Bon quand je vois les notes du site du capitaine, j'ai l'impression que je vais être le seul mais c'est pour moi un des films de l'année au point que j'ai du mal à comprendre sa non-présence en sélection principale à Cannes. Pour ceux qui aiment Cantet, je le trouve au-dessus de Entre les murs et c'est pour moi son meilleur film. Comme dans sa palme, les acteurs sont tous débutants, excepté Marina Foïs, et il règne une véritable authenticité même si le récit s'ouvre ici plus au romanesque et qu'on est un peu moins dans un sentiment d'urgence que le Bégaudeau.

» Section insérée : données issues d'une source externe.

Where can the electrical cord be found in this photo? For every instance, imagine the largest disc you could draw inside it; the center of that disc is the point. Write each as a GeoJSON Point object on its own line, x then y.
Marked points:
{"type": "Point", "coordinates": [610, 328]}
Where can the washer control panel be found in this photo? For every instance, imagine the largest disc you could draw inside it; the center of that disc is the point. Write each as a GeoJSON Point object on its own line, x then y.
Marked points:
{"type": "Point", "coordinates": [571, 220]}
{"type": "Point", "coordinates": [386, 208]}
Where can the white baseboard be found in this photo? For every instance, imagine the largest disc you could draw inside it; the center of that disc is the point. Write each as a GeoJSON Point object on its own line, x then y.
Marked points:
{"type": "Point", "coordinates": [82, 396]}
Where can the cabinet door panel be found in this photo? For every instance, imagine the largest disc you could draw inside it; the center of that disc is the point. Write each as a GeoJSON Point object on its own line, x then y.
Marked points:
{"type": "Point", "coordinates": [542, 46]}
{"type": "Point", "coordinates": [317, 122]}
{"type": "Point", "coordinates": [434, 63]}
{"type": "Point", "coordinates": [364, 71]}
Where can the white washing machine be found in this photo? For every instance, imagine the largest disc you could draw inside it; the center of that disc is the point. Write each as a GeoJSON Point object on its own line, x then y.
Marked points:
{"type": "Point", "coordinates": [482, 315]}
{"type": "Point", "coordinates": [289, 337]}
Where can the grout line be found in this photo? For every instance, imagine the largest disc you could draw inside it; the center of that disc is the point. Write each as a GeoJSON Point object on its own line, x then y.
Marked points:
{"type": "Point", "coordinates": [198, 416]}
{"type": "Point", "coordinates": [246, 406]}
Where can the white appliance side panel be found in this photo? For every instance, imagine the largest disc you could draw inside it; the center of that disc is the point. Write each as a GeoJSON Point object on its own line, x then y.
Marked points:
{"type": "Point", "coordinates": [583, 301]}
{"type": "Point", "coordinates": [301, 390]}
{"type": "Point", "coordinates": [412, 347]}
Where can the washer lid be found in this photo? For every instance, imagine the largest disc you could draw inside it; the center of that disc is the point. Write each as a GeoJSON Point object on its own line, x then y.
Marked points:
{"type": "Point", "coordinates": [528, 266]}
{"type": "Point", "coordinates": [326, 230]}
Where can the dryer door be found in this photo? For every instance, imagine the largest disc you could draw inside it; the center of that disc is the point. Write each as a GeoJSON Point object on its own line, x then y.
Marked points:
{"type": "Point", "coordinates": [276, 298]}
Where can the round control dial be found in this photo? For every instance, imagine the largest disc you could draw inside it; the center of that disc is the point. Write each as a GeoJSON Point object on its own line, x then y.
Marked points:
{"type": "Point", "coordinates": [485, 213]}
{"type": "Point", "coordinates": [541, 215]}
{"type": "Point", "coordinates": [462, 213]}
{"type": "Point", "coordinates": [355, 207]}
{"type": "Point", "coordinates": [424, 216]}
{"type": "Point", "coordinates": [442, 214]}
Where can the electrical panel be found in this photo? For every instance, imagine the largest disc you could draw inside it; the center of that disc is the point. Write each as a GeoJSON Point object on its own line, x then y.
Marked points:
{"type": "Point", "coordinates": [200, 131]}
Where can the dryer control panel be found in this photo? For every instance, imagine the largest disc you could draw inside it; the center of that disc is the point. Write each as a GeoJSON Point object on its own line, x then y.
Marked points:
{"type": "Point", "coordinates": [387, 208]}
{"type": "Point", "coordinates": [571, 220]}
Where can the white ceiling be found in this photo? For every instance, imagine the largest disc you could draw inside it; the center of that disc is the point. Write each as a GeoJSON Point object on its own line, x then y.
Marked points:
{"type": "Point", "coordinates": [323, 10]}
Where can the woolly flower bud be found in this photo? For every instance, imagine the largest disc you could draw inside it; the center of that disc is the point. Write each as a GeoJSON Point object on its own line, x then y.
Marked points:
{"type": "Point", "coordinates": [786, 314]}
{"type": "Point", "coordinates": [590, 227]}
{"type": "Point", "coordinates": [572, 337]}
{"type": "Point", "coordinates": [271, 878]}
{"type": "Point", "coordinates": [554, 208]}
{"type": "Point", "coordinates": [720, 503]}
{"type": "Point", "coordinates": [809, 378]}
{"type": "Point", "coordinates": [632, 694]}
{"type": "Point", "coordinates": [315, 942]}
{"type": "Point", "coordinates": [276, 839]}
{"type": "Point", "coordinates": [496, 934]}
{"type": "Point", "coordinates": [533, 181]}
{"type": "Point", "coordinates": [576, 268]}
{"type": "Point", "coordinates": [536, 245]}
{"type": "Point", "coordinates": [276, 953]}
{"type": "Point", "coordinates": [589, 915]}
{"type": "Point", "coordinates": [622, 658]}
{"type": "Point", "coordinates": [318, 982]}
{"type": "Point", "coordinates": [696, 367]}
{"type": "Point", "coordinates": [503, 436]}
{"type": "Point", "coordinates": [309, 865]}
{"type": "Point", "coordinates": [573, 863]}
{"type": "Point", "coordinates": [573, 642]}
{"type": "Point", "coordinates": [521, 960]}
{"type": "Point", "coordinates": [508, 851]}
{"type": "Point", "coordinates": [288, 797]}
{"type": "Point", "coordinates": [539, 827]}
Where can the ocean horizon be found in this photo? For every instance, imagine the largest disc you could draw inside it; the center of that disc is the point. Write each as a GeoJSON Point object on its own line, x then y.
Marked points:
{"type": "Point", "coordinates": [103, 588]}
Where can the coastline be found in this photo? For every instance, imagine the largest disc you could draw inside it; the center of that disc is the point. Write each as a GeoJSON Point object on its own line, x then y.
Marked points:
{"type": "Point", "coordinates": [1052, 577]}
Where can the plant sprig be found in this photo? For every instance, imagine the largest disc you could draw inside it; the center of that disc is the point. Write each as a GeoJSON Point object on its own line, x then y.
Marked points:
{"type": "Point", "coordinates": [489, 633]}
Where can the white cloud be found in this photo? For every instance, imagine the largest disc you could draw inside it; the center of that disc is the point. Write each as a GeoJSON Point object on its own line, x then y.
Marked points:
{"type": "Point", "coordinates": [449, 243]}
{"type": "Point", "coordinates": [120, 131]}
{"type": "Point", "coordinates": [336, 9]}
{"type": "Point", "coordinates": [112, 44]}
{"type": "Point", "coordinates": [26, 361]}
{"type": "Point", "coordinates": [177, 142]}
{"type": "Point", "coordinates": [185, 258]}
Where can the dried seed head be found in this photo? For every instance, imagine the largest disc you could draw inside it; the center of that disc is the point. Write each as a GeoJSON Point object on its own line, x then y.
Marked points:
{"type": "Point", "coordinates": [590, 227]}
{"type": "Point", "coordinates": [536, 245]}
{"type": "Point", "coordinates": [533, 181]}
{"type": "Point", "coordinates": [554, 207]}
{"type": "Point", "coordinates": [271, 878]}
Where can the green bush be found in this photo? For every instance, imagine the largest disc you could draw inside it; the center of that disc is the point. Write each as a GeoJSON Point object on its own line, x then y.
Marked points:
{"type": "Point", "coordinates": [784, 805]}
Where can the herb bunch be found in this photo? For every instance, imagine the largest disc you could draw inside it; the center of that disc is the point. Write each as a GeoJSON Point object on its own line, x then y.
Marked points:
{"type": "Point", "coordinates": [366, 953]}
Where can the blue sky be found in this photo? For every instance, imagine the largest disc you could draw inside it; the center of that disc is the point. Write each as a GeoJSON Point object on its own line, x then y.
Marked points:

Que raconte le film? Portrait de la jeunesse, de la mixité sociale française, des aspirations politiques extrêmes... c'est effectivement tout ça mais ça serait dommage d'y réduire le film tellement il aborde de manière discrète des thématiques sociétales vastes et complexes. Ce qui est remarquable c'est le regard sensible de Cantet qui ne juge pas, écoute et essaie de comprendre à la manière du personnage de Foïs qui interviewe son élève pour un personnage de son prochain roman. Bref, c'est bateau ce que je vais dire mais Cantet se repose sur l'intelligence de son spectateur, c'est d'ailleurs un film très exigeant et pas facile à aborder mais qui est terriblement actuel dans les évènements et la mutation de la société "française" qu'il aborde.

On pourrait parler à ce titre de film "politique", ce qui ne serait pas faux, c'est un film qui parle de la société française avec une acuité rare mais sans être grandiloquent, sans poser lourdement de message ou de thèse, toujours ancré dans le réel. Pour autant le film n'oublie pas son récit et le romanesque. Sans en révéler plus, il y a une très belle scène à la fin, balade menaçante qui se finit au clair de lune.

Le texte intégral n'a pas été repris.